To possess elite major-league skill as a hitter or pitcher is one thing but to have it in both disciplines is almost unprecedented. That’s led to comparisons with someone you may have heard of; baseball legend George Herman Ruth, otherwise known as Babe.
In his rookie year, Ohtani became the first person to pitch 50 innings and hit 15 home runs since Ruth did in 1919, and with one more start this will be the first to start 15 games and hit more than 25 home runs since Ruth that same season. And already this year he became the first person to start a game on the day they led the Majors in home runs since the Babe did so in 1921. But the key difference is that there was only a short overlap in the career of Ruth the pitcher and Ruth the hitter, which came in 1918-19 while with the Boston Red Sox, and bar a handful of outings (including that one in 1921) he stopped pitching after he was sold to the Yankees – a saga all of its own and set the course of the fortunes of the two clubs for decades – after that 1919 season. Ohtani, you’d think, is likely to do both for quite some time.
There’s more though. Ohtani was elected to this year’s All-Star Game as the starting designated hitter for the American League team and also as one of five starting pitchers voted in by the fans. It’s no surprise that he was the first to do that. He also participated in the Home Run Derby, where despite being ousted in the first round he still launched six shots over 500 feet into Denver’s thin air.

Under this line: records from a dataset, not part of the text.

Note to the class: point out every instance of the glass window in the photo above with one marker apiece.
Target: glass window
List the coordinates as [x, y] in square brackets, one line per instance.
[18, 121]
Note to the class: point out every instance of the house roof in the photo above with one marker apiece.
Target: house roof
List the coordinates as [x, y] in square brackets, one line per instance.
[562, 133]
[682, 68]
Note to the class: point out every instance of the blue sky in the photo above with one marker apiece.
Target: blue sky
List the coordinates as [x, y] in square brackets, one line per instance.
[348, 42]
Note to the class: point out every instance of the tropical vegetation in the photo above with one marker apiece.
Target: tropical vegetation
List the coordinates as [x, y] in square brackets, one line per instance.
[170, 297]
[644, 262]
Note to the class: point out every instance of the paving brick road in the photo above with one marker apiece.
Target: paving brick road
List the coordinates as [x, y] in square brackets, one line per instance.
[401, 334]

And just this past Monday against division-rivals Oakland he became the first player since 1968 to pitch six scoreless innings and then play another position, a tactic that keeps his bat in the lineup even after he’s been replaced as the pitcher.
His mix of skills made him a star in Japan even as a high school teenager, and despite openly suggesting he’d make the jump straight to America he was drafted by and played five seasons for the Hokkaido Nippon-Ham Fighters, where he debuted at 18 and was an All-Star every year. His wish to then try and make it in MLB led to him being “posted”, a process by which players under contract in Nippon Professional Baseball can negotiate with Major League teams, and if terms are agreed the NPB team receives a fee equal to a percentage of the MLB contract.
His time in MLB and with the Angels hasn’t been without setbacks. In his first year he twice injured his pitching elbow, the second of which resulted in the dreaded “Tommy John” ligament replacement surgery and apart from two brief appearances last year kept him off the mound for two seasons. But while rehabilitating that injury he was still able to contribute as an above league average hitter before resuming his pitching this year which makes his success as the latter this year so far all the more remarkable.
Will he continue his torrid home run pace and challenge Ruth’s season-best of 60, or Roger Maris’ American League record of 61? Maybe, maybe not. But to watch him try, while simultaneously throwing heat on the mound as one of the league’s best pitchers is going to be well worth watching.
And when it’s someone doing things that no one else has in a century, why wouldn’t you?